I sympathize with the fact you were excited, Its really killed me having to put my tattoo's on hold! I cant wait to finish breastfeeding and go back under the needle :D xx


----------



## rubixcyoob.

Desi's_lost said:


> i really wanna know who decided it was your place to speak like a disciplinarian to people amy. its almost like you want to annoy them. i dont appreciate it.




I wasn't being a disciplinarian to anyone :S I was saying that people acknowledged that you didn't say you would regardless of baby, just that something you said before made people worried that you might just go ahead and do it anyways since there is only a small risk.

And I was just saying other girls were not trying to jump down your throat or annoy you, they weren't being bitchy, just giving their honest opinions, ragadrless of the fact they may not have been what you wanted to hear or not.

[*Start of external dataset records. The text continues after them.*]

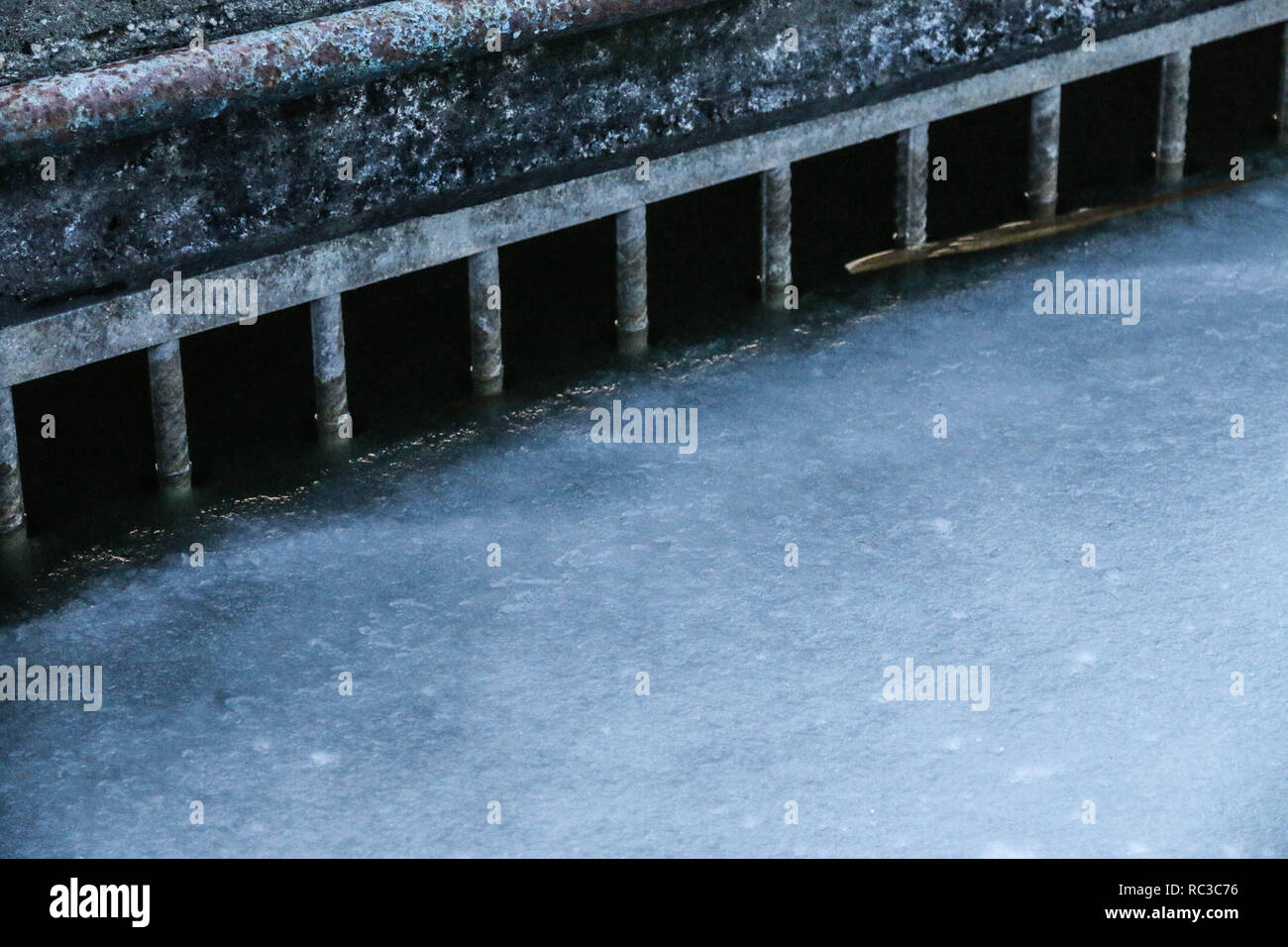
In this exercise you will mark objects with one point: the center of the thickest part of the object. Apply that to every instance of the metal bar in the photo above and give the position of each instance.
(286, 62)
(89, 331)
(632, 279)
(1173, 101)
(168, 416)
(1283, 90)
(331, 392)
(485, 367)
(910, 185)
(12, 513)
(776, 232)
(1043, 153)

At the end of the day everyone, including me, was just saying the risk to your baby shouldn't have been worth even thinking about it, everyone on here only has you and your baby's best interest at heart. Sorry if that is annoying.

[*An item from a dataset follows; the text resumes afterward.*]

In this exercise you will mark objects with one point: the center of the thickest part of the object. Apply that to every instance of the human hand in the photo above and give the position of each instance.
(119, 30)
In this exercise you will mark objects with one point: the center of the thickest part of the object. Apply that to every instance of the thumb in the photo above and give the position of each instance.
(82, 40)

I want to know why you have to purposely go out your way to pick my posts out from everyone, even though everyone was saying the same? :S If you don't like me, don't acknowledge me. Don't single me out, call me names etc. just because I didn't see eye to eye with you on something ages ago. There really is no need.

And thanks Jade :hugs:


----------



## Desi's_lost

i feel that you talk down to people. like you think your smarter than everyone else. whether or not you intend to do it, thats how it comes across to me.


----------



## cabaretmum2b

I know a few piercers who used to pierce pregnant ladies but stopped after people got infections etc. Some of them turned out especially badly, so I wouldn't risk it tbh.


----------



## Aidan's Mummy

Desi's_lost said:


> i feel that you talk down to people. like you think your smarter than everyone else. whether or not you intend to do it, thats how it comes across to me.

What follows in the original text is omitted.